Detiveram-se a olhá-lo a balouçar na água. Era maior do que o do Jaime, mas não muito, e tiveram a nítida impressão de que se sentiriam nele à vontade.
— Que pena a Didi não poder remar — lamentou João. — Pegaria no terceiro par de remos e faríamos uma turma de truz.
«De truz», gritou a Didi. «De truz. Viva o rei».
«Pateta», disse Filipe afectuosamente. Ele gostava já tanto da Didi como João ou Maria da Luz e a catatua afeiçoara-se-lhe depressa. — Ouve, Pintinhas, gostava de saber quando é que Jau vai outra vez à cidade. Estou ansioso por experimentar o barco. E tu?
— Eu também — respondeu João. — Não posso deixar de pensar naquele corvo marinho gigante que vi. Só serei feliz no dia em que conseguir vê-lo de mais perto.
— Não conseguirás descobri-lo, aposto — disse Filipe. — Mas que divertido seria se chegasses um dia a casa com um ao colo! A Didi é que iria ficar cheia de ciúmes...
Os pequenos ficaram radiantes quando a tia Lena anunciou que Jau iria às compras no dia seguinte. — Por isso, se quiserem alguma coisa têm de lhe dizer — disse ela. — Ele já tem uma grande lista de coisas para nos trazer e vocês podem-na aumentar com o que quiserem, mas dêem-lhe o dinheiro.
Acrescentaram à lista das compras uma pilha para a lanterna. Dina tinha-se esquecido uma noite de apagar a lanterna e a pilha gastara-se, razão por que era necessário arranjar outra. João juntou também outro rolo para a máquina. Tirara inúmeras fotografias a todas as aves aquáticas visíveis da Casa do Penhasco e agora queria um rolo para levar consigo à ilha das Trevas.

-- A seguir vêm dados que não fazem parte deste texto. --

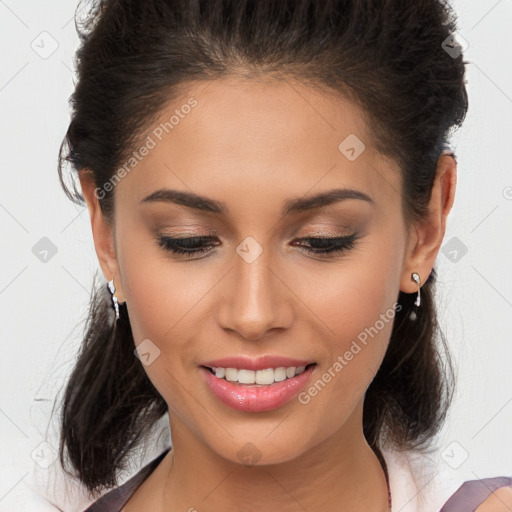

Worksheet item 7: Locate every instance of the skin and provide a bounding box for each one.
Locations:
[80,78,456,512]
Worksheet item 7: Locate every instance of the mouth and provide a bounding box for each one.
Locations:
[203,363,316,387]
[199,363,317,412]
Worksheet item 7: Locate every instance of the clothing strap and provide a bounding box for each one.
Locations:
[440,476,512,512]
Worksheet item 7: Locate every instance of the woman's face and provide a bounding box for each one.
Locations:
[82,79,438,464]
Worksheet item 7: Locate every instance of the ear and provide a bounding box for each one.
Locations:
[79,169,125,302]
[400,152,457,293]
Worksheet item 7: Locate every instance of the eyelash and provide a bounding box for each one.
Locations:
[157,233,359,258]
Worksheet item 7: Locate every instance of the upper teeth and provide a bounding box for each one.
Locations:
[212,366,306,385]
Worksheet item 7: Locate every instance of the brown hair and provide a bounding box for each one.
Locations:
[59,0,468,491]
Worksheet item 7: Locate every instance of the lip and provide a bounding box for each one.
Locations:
[201,355,315,371]
[200,359,317,412]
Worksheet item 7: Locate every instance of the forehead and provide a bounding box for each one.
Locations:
[116,78,401,217]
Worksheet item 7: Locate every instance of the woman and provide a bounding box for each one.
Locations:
[54,0,512,512]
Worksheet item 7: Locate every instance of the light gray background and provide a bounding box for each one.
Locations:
[0,0,512,511]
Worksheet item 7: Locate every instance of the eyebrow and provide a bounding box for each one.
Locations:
[141,188,375,216]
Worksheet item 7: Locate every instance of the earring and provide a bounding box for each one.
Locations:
[409,272,421,320]
[108,279,119,321]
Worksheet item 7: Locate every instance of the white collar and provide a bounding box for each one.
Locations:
[382,449,463,512]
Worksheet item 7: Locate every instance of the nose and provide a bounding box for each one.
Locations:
[218,243,293,341]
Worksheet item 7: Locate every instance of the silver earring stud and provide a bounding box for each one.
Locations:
[409,272,421,320]
[108,279,119,321]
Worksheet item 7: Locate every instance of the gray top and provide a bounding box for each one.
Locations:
[84,448,512,512]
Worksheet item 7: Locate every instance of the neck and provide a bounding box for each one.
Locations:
[162,404,388,512]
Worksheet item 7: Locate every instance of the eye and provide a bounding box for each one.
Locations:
[157,233,358,258]
[157,235,218,258]
[294,233,359,257]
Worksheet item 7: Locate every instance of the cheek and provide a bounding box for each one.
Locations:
[296,237,402,406]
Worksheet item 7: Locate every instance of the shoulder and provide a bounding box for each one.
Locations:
[475,487,512,512]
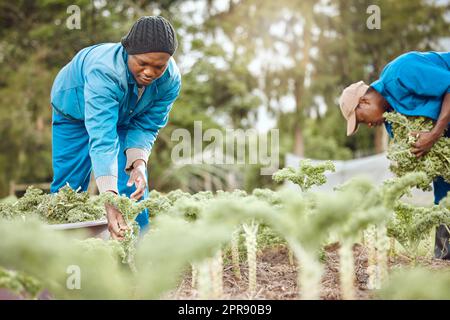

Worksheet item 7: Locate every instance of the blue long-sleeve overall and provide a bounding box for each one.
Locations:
[371,52,450,259]
[51,43,181,228]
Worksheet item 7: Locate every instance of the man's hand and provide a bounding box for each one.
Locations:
[411,131,439,158]
[105,204,128,240]
[127,160,147,200]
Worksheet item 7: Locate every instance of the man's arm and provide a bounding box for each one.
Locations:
[411,92,450,157]
[84,69,127,240]
[84,68,120,193]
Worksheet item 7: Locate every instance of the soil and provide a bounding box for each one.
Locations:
[167,243,450,300]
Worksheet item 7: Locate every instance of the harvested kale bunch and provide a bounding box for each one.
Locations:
[0,185,105,224]
[384,112,450,190]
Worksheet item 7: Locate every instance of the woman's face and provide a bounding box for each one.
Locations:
[128,52,170,86]
[355,94,386,128]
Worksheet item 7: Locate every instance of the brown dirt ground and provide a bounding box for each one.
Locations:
[167,243,450,300]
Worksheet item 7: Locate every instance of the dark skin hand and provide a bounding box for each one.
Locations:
[128,52,170,87]
[127,159,147,200]
[105,200,128,240]
[105,160,147,241]
[411,93,450,157]
[355,90,450,158]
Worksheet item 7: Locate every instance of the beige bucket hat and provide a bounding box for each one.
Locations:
[339,81,369,136]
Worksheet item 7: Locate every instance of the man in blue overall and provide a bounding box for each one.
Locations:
[339,52,450,259]
[51,16,181,240]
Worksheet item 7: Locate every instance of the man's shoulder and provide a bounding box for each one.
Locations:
[83,43,127,83]
[156,57,181,91]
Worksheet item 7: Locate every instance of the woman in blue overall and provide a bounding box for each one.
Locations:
[339,52,450,259]
[51,16,181,240]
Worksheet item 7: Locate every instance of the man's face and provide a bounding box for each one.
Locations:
[128,52,170,86]
[355,92,386,128]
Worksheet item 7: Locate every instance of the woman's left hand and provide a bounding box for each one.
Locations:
[127,160,147,200]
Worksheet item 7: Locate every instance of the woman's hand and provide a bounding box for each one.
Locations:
[127,160,147,200]
[105,204,128,240]
[411,131,439,158]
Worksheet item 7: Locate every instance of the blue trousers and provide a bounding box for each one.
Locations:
[50,109,149,232]
[433,127,450,204]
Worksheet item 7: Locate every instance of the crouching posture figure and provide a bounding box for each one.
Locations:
[340,52,450,259]
[51,16,181,239]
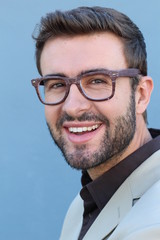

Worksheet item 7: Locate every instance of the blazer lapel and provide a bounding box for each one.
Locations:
[83,181,133,240]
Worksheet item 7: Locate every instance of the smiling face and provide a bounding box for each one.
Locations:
[41,33,136,174]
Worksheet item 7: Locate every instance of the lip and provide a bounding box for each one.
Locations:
[63,122,103,144]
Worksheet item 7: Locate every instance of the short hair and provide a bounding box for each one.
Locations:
[33,7,147,122]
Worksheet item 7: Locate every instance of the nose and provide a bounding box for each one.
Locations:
[62,84,92,118]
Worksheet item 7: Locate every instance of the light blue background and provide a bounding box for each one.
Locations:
[0,0,160,240]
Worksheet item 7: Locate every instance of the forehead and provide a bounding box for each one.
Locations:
[40,33,127,76]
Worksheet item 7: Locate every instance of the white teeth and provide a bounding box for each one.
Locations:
[69,124,99,133]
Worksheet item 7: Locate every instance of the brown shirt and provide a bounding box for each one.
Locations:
[78,129,160,240]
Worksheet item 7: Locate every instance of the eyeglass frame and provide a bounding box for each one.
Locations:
[31,68,141,106]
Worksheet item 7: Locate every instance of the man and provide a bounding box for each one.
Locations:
[32,7,160,240]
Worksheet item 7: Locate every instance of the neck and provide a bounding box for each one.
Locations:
[88,125,152,180]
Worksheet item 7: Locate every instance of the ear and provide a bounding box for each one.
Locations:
[136,76,153,114]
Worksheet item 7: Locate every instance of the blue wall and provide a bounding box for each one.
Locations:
[0,0,160,240]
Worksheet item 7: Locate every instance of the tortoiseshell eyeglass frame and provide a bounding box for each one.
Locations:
[31,68,141,105]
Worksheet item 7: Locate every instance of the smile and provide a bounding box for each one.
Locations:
[68,124,100,133]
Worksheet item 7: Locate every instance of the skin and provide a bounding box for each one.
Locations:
[40,33,153,179]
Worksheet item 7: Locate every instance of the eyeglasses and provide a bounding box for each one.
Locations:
[31,68,140,105]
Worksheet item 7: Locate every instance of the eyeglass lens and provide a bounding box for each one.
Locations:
[39,74,112,104]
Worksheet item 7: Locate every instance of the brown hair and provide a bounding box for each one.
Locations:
[33,7,147,122]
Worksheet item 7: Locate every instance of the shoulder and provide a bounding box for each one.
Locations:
[109,180,160,240]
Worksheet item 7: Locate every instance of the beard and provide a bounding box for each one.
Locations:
[47,91,136,170]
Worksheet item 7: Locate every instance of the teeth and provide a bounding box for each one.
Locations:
[69,124,99,133]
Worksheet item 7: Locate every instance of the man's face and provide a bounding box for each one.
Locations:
[41,33,136,169]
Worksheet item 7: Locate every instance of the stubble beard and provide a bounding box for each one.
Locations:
[47,91,136,170]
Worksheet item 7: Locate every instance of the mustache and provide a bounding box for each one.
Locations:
[56,112,110,129]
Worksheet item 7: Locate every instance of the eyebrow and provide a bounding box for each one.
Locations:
[44,68,108,77]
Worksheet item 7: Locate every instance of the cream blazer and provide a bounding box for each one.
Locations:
[60,150,160,240]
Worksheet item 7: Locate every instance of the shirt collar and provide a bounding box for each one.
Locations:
[80,129,160,210]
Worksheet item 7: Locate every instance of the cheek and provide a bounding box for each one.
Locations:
[45,105,60,126]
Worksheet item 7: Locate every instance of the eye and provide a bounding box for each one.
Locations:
[44,79,66,91]
[49,82,65,89]
[91,78,106,84]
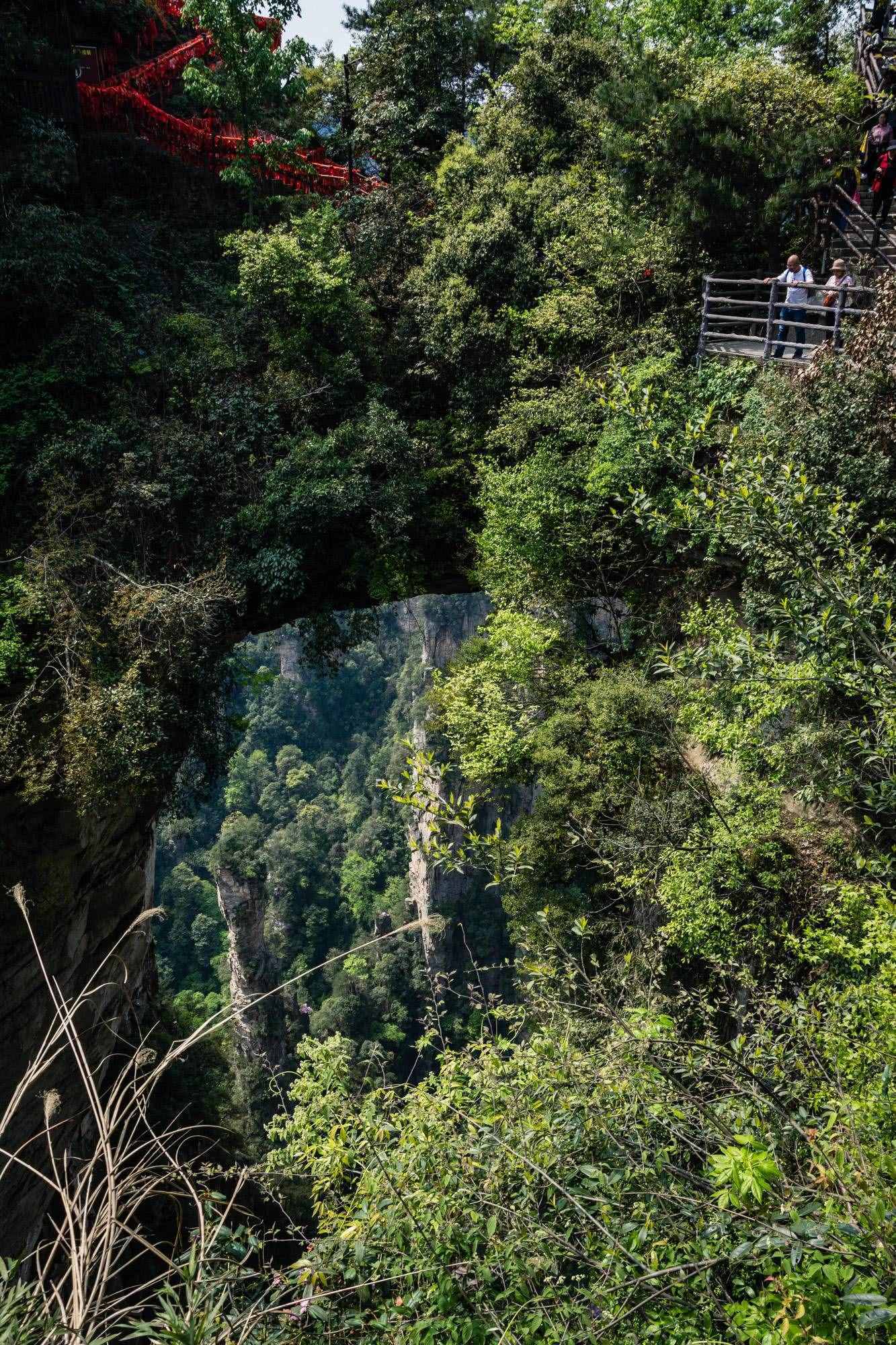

No dia imediato aguardaram impacientes a partida de Jau. Este parecia agir com irritante lentidão. Finalmente, lá pôs o carro em andamento e tirou-o do barracão arruinado em que ficava guardado, saindo em marcha atrás.
— E agora, meninos, vejam lá se não fazem maldades enquanto cá não estou — recomendou ele, voltando para eles a sua cara negra, de olhos desconfiados, como que pressentindo que o queriam ver longe por qualquer razão especial.
— Bem sabes que nunca fazemos maldades — redarguiu Filipe. — Diverte-te... e não te apresses a voltar. Vamos enfim respirar um pouco sem a tua enfadonha presença.
Jau franziu o sobrolho e, carregando no acelerador, partiu como um raio na direcção da cidade.
— Não sei como esta carripana tão velha aguenta tais tratos de polé — comentou Filipe, seguindo com a vista o carro, que torneava o rochedo, para depois desaparecer numa curva da estrada do outro lado. — Bom, já se foi. E agora não percamos tempo. A esperada oportunidade chegou.
Muito excitadas, as crianças correram para a praia e dirigiram-se para a grande embarcação. Os rapazes meteram-se lá dentro e Dina soltou a amarra e deu-lhe um forte empurrão.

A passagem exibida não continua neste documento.